WASHINGTON, DC (Catholic Online) – This Sunday concludes the Octave of Easter, the eighth day of our special feast of the resurrection of our Lord Jesus Christ and the second Sunday of our Easter Season.

This Sunday now has an even greater focus, based on the devotion of St. Faustina Kowalska of Poland to Divine Mercy. With the Second Sunday of Easter now Divine Mercy Sunday, faithful Catholics will be gathering in their parishes to pray the Chaplet of Divine Mercy. Services are normally held at the "hour of mercy," 3:00pm in the afternoon, which is the hour that Jesus died.

Divine Mercy Sunday really began with a young Polish teenager, Helena Kowalska, who had felt called to religious life and tried to enter a number of convents. Finally, she was accepted by entered the Congregation of the Sisters of Our Lady of Mercy whose members devote themselves to the care and education of troubled young women. Entering the convent when she was almost twenty, Faustina made her profession as a nun at age twenty-one, in 1926.

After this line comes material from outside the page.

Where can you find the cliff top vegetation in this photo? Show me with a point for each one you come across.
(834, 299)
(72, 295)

During the early 1930´s, Sister Faustina received a number of appearances and visions of Our Lord and His Blessed Mother. During her early visitations from Jesus, he revealed to her that her purpose on earth was to bring about a devotion to His Divine Mercy; she was to be an apostle and secretary of God´s mercy. She was to demonstrate mercy and call attention to His purposes of mercy for the world.

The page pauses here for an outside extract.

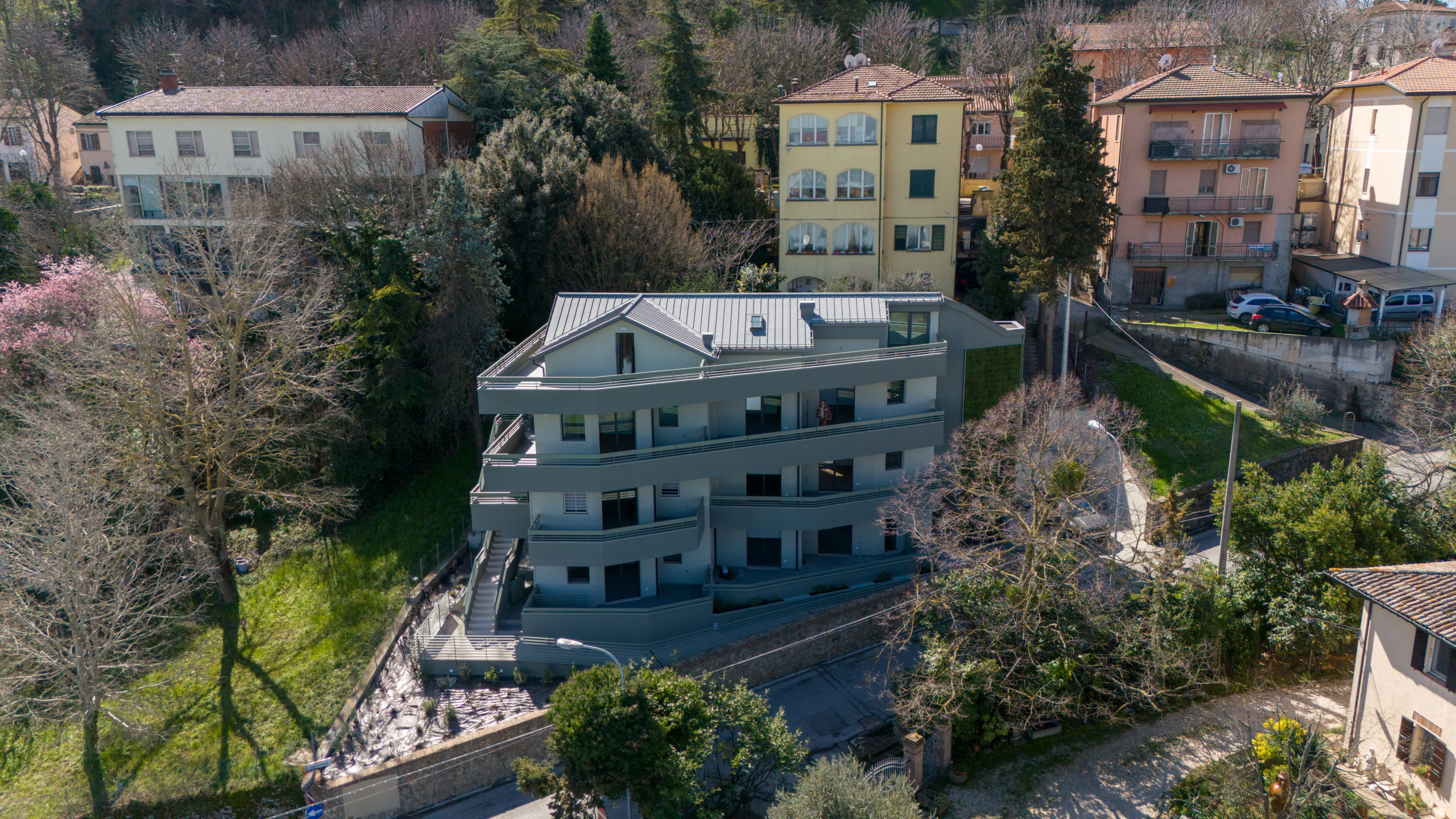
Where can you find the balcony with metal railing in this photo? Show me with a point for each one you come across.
(1213, 149)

Much of what we know about Saint Faustina and Divine Mercy are found in the pages of her diary.

On February 22, 1931, Jesus Christ appeared to her, bringing a message of God´s mercy for the world. She wrote in her diary:

"In the evening, when I was in my cell, I became aware of the Lord Jesus clothed in a white garment. One hand was raised in blessing, the other was touching the garment at the breast. From the opening of the garment at the breast there came forth two large rays, one red and the other pale. In silence I gazed intently at the Lord; my soul was overwhelmed with fear, but also with great joy. After a while Jesus said to me, 'paint an image according to the pattern you see, with the inscription: Jesus, I trust in You.'"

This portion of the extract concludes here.